X_train, X_test, y_train, y_test = train_test_split(
    X, y, test_size=0.2, random_state=42
)

# ---- Ridge Regression (L2 Regularization) ----

ridge_model = Pipeline([
    ("scaler", StandardScaler()),
    ("ridge", Ridge(alpha=1.0))
])

ridge_model.fit(X_train, y_train)
y_pred_ridge = ridge_model.predict(X_test)

print("Ridge R² score:", r2_score(y_test, y_pred_ridge))
print("Ridge MAE:", mean_absolute_error(y_test, y_pred_ridge))

Ridge R² score: 0.4646111399364067
Ridge MAE: 747.1400801175815


Model performance remains comparable to the linear baseline,
indicating that results are not driven by extreme coefficients.

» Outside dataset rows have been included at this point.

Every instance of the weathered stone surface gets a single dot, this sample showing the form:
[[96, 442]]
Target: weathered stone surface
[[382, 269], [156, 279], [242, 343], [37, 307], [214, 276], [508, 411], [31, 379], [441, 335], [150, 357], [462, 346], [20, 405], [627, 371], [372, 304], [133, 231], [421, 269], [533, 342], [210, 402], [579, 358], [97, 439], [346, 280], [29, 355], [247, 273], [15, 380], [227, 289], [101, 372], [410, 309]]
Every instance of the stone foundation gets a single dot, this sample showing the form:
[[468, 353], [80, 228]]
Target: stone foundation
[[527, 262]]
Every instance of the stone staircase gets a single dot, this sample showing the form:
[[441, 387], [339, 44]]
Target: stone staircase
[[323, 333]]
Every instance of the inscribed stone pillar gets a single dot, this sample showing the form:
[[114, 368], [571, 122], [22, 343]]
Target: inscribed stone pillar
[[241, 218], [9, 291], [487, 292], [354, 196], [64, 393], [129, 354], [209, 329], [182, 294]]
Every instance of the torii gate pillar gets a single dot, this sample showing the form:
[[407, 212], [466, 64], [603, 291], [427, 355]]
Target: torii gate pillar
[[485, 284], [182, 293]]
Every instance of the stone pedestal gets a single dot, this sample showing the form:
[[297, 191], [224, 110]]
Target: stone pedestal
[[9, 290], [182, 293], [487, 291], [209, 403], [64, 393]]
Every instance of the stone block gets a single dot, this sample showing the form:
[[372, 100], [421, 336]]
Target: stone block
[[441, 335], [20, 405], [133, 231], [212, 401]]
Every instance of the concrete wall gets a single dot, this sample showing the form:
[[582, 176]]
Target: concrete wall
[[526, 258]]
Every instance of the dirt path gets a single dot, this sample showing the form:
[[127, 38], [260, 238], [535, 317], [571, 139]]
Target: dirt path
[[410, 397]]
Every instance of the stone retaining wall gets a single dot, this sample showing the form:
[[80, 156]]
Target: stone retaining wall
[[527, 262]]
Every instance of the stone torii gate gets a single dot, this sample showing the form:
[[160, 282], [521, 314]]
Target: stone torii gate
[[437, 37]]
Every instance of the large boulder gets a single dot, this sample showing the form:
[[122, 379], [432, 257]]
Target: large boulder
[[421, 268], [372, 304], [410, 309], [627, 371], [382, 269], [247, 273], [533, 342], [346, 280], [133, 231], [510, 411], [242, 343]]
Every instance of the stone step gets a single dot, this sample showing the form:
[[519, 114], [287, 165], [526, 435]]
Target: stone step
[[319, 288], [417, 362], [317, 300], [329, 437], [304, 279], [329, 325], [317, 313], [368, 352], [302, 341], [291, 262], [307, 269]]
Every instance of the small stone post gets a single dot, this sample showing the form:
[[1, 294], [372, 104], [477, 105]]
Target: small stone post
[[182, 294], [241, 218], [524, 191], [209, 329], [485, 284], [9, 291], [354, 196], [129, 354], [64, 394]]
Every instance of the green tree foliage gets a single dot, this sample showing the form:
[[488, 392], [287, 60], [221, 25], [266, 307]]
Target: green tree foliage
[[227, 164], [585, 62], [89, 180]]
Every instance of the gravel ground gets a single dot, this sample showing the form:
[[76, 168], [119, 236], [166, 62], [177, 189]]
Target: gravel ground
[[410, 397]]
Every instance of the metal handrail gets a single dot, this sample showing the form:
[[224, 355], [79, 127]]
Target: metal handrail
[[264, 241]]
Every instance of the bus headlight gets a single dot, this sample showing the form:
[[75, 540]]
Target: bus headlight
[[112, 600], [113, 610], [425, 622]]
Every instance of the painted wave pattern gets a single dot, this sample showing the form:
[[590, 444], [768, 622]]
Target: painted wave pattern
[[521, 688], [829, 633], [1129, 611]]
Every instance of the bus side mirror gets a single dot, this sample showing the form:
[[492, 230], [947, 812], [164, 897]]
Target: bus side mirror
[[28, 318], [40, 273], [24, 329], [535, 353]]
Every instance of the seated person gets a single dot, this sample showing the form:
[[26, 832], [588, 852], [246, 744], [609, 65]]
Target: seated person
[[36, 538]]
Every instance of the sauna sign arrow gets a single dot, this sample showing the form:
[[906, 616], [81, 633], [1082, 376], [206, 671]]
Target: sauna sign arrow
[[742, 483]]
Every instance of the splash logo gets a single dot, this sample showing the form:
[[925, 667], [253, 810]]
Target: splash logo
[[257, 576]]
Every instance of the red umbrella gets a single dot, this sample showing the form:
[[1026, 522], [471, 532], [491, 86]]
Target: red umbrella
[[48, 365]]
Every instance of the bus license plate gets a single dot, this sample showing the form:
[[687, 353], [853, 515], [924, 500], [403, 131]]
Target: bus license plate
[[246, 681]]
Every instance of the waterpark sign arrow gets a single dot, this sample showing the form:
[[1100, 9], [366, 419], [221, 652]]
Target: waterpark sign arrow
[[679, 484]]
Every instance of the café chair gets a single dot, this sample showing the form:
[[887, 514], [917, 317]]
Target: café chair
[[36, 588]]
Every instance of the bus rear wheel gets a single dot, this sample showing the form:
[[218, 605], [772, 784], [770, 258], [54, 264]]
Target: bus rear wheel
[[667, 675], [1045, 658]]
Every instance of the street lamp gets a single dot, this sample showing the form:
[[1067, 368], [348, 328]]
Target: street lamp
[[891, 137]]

### Random Forest Regression
A non-linear model is used to explore potential non-linear
relationships between features and grape prices.

In [10]:
from sklearn.ensemble import RandomForestRegressor

X = df_model.drop("price_yen_with_tax", axis=1)
y = df_model["price_yen_with_tax"]

X_train, X_test, y_train, y_test = train_test_split(
    X, y, test_size=0.2, random_state=42
)

# ---- Random Forest Model ----
rf_model = RandomForestRegressor(
    n_estimators=500,
    max_depth=None,
    min_samples_split=2,
    min_samples_leaf=1,
    random_state=42
)

rf_model.fit(X_train, y_train)

# ---- Prediction ----
y_pred_rf = rf_model.predict(X_test)

# ---- Evaluation ----
print("Random Forest R² score:", r2_score(y_test, y_pred_rf))
print("Random Forest MAE:", mean_absolute_error(y_test, y_pred_rf))

# ---- Feature Importance ----
importances = rf_model.feature_importances_
feature_names = X.columns

importance_df = pd.DataFrame({
    "feature": feature_names,
    "importance": importances
}).sort_values(by="importance", ascending=False)

importance_df

Random Forest R² score: 0.4218847299062113
Random Forest MAE: 804.2419436842117


Unnamed: 0,feature,importance
5,grain_x_length,0.441421
6,grain_x_width,0.147976
0,grain_diameter_mm,0.099285
7,length_x_width,0.0764
8,grain_x_group,0.063945
2,bunch_width_cm,0.063267
3,year_introduced,0.046392
1,bunch_length_cm,0.029294
10,year_x_group,0.016271
9,length_x_group,0.013707


Feature importance highlights the role of size-related
interaction terms in price prediction.